As in the case of document D1, the test set known from D2 does not possess any means which would allow a displacement of subsets of the contact elements of one adapter with respect to each other and/or to alignment means of the same adapter.

3.3. It follows from the above observations that the subject- matter of independent claims 1 and 6 under consideration, which foresees a supporting element having at least one adapter plate which accommodates a subset of the contact elements of one test adapter and is adjustable in parallel with the printed circuit board independently of the alignment means as well as of the rest of the contact elements of the same test adapter, is novel with respect to the teachings of documents D1 and D2.

3.4. The Board concurs with the appellant that, with the emergence of mixed technology PCBs and the need to test the same, the problem of inadvertent displacement of a PCB's contact points relative to one another, in particular when formed in different manufacturing steps, would not have gone undetected by the skilled person.

However, the appellant has not produced any convincing evidence as to existing prior knowledge about the solution to this problem as defined by the subject- matter of claims 1 and 6 on file. In particular, the teachings of documents D1 and D2 do not hint at the idea to render a subset of the contact elements of one test adapter adjustable with respect to the alignment means and to another subset of contact elements of the same test adapter. In this context, it is questionable whether the recognition of the as such obvious problem would have given the skilled person the idea of rendering subsets of contact elements independently adjustable in parallel with the PCB. At any rate, neither the recognition of the problem nor the teachings of documents D1 and D2 provide any indication as to the claimed implementation of this idea, ie as to providing adapter plates each of which accommodates an individual subset of the contact elements of a test adapter and rendering at least one of the adapter plates adjustable to the alignment means and the rest of the contact elements accommodated on the further adapter plates.
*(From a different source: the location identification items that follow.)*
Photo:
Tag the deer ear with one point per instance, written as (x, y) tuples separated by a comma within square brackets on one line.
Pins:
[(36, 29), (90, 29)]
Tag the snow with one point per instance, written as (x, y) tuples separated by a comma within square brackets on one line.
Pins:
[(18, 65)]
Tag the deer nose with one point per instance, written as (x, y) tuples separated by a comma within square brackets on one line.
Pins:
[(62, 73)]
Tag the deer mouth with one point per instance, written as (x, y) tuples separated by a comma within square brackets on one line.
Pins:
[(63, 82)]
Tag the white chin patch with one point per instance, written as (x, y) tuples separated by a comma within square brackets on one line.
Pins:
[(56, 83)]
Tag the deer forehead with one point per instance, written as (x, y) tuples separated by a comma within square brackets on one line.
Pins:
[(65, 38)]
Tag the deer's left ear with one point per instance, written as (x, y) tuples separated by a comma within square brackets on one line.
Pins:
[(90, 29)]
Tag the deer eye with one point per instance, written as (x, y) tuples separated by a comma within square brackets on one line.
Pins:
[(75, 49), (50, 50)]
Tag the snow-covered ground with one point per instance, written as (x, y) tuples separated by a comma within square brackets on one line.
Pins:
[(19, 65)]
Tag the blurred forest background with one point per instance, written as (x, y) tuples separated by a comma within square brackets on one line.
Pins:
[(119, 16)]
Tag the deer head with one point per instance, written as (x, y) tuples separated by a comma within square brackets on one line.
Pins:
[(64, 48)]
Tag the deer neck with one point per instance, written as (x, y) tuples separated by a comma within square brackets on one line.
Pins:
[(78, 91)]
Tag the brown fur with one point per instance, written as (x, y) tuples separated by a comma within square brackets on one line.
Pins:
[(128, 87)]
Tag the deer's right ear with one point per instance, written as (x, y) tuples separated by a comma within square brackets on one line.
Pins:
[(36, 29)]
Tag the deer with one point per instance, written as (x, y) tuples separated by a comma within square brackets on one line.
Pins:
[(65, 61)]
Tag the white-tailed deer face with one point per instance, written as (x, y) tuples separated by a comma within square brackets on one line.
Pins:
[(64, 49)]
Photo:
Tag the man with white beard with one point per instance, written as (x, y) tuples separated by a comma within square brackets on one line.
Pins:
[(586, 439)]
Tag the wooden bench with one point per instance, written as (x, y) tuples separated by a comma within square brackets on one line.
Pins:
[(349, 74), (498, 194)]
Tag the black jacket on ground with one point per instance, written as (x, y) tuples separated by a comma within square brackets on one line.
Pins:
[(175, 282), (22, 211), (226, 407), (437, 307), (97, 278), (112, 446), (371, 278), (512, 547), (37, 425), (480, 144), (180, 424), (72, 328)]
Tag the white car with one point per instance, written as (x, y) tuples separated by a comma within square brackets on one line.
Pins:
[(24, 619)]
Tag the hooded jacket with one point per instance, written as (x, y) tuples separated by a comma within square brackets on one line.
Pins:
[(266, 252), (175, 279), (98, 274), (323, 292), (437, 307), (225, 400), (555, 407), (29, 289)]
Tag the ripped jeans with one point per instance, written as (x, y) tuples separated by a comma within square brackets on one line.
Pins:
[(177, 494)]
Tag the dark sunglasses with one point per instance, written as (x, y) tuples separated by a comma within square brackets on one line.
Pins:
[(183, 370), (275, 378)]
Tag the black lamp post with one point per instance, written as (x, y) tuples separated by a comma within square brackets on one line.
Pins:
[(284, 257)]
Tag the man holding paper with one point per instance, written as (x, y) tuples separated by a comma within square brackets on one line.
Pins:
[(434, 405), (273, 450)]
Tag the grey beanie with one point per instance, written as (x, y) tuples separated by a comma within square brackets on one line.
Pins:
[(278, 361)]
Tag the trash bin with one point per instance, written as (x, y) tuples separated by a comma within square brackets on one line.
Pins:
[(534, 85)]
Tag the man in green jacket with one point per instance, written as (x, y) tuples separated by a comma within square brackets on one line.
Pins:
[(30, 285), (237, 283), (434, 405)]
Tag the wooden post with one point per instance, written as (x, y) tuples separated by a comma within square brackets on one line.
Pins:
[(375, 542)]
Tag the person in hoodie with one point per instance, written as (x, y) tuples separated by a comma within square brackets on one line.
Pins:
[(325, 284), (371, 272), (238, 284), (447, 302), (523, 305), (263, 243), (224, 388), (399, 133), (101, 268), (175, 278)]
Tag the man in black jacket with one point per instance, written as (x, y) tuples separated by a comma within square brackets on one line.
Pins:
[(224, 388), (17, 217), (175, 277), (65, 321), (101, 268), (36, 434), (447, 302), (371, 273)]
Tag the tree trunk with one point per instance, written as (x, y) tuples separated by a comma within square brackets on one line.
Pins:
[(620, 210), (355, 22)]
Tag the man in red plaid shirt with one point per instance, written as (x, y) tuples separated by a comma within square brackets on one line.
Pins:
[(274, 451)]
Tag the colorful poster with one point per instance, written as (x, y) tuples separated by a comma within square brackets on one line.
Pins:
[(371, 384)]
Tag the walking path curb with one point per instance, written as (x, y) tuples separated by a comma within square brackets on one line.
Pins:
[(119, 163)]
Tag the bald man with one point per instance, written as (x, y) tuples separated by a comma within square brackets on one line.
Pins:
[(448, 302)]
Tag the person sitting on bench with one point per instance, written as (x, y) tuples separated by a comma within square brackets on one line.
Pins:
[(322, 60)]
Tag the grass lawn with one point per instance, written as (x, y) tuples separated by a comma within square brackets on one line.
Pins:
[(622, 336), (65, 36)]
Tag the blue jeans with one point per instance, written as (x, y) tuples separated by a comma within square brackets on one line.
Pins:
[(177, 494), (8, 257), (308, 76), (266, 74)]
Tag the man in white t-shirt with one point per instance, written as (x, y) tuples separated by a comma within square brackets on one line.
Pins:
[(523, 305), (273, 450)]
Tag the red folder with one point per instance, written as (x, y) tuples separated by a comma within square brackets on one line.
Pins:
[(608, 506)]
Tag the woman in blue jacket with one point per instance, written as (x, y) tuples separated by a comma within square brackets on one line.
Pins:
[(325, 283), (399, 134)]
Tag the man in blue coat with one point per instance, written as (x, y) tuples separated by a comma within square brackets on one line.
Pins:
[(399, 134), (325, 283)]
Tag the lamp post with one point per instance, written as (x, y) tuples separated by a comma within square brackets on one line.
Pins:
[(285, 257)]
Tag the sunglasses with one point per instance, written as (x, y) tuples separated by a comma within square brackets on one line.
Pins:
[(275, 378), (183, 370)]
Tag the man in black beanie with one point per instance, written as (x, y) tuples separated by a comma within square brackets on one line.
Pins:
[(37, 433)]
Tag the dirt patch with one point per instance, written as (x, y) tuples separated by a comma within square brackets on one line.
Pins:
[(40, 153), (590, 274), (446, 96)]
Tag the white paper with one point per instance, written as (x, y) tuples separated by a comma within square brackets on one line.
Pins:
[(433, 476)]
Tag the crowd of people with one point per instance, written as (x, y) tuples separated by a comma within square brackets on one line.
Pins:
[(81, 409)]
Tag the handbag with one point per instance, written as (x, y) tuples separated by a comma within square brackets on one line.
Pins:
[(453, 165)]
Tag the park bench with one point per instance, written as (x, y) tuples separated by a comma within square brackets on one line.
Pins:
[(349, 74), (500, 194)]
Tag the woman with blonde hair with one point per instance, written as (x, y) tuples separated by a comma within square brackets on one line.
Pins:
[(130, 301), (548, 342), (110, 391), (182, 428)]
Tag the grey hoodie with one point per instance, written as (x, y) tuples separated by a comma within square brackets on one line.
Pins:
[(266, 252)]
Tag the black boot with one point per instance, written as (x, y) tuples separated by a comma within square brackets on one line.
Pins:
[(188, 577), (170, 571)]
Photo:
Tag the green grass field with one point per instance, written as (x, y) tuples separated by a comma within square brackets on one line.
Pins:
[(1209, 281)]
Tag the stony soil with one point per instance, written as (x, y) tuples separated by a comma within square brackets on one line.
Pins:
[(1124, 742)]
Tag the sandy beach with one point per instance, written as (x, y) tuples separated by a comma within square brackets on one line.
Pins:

Hence, in the Board's opinion, the skilled person knowing about the teachings of D1 and D2 would not have been led by obvious and straightforward considerations to the claimed subject-matter.

Moreover, the Board notes that none of the other documents cited in the patent or referred to in the opposition and appeal proceedings contains an indication as to the claimed solution.

3.5. For the above reasons, the subject-matter of claims 1 and 6. under consideration is to be considered novel and inventive and thus complies with the requirements of Articles 52(1) and 54. EPC Article 56 EPC.

3.6. The dependent claims relate to embodiments of the invention defined in claims 1 and 6.

4. In summary, the Board has come to the conclusion that, taking into consideration the amendments made to the patent documents according to the respondent's sole request, the patent and the invention to which it relates meet the requirements of the EPC.

ORDER

For these reasons it is decided that :

1. The decision under appeal is set aside.

2. The case is remitted to the first instance with the order to maintain the patent on the basis of the respondent (patentee)'s request.